Analysis on the related problems of MongoDB performance optimization

Analysis on the related problems of MongoDB performance optimization _mongodb

Last Update:2017-01-18 Source: Internet

Author: User

Tags mongodb one table

Developer on Alibaba Coud: Build your first app with APIs, SDKs, and tutorials on the Alibaba Cloud. Read more ＞

Objective

How can you make the software more performance-efficient? I think this is a problem that most developers have been thinking about. Performance often determines the quality of a software, if you develop an Internet product, then your product performance will be more tested, because you are facing the vast number of Internet users, they are not so patient. Seriously, the page loading speed each additional second may cause you to lose a part of the user, that is, load speed and user volume is inversely proportional. So what is the load speed that users can accept?

If the page load time exceeds 10s then the user will leave, if the 1s–10s words need to be prompted, but if our page does not need to prompt how fast loading speed? Yes, 1s.

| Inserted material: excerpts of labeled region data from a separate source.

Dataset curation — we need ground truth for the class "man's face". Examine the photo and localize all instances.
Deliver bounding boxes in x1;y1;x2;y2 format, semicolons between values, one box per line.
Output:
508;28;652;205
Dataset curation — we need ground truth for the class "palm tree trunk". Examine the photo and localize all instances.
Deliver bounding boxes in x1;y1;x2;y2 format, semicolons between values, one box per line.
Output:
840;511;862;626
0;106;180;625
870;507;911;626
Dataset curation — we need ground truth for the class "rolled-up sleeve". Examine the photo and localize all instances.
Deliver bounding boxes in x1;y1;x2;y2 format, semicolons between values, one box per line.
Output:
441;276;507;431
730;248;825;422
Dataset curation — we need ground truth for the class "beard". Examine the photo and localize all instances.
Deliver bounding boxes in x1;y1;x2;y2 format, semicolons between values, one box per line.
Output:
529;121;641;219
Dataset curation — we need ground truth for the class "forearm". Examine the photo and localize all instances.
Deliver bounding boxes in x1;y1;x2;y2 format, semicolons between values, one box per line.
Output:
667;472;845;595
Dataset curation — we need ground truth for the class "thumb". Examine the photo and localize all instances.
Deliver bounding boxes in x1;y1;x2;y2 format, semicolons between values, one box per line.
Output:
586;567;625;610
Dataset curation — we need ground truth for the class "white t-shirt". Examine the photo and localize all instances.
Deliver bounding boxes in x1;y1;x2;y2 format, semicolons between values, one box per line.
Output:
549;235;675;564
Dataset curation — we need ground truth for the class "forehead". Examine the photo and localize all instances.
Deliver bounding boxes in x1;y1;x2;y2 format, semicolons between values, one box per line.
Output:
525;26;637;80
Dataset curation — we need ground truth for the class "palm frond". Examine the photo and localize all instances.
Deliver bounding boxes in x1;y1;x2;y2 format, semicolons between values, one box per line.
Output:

Of course, it's a product manager's point of view, but what if it's a technician's point of view? Loading speed and user volume is proportional to the number of users you need to deal with the more data, of course, the more the load speed of course, the slower. This is a very interesting thing, so if your product is an exciting product, what you need to do as a technician is to increase the performance of the software and the number of users at the same time, even faster than the increase in user volume.

MongoDB Performance Optimization

The database performance has the vital influence to the software overall performance, to the MongoDB database common performance optimization method mainly has:

1, normalization and inverse normalization;

2, the use of filling factor;

3, the use of the index;

I. Paradigm and anti-normalization

The paradigm is a standardized standard for eliminating redundant data from duplication, so that the data in the database is better organized, and the more efficient use of disk space is a prerequisite for satisfying the high class paradigm that satisfies the lower-class paradigm. In the database design phase, it is a very important step to tune the MongoDB database performance by defining the purpose of the collection. According to the most commonly used operation of the data in the collection, the most important thing we need to focus on is the degree of normalization for frequent updates and frequent queries.

1.1 Paradigm

The advantages of 1.1.1 paradigm:

1, the paradigm of the database updated faster;

2, after normalization, only a little duplication of data, only need to modify less data;

3. The normalized table is smaller and can be executed in memory;

4, little redundant data, need fewer distinct or group by statements when querying.

Disadvantages of 1.1.2 Paradigm:

1, the normal form of the table, in the query often need a lot of association, because there is no redundancy in a single table and duplicate data. This results in a slightly more complex query statement that may require more than a few associations on the schema of the query paradigm. This increases the cost of making the query, or it may invalidate some index policies. Because normalization stores columns in separate tables, these columns can belong to the same index in one table.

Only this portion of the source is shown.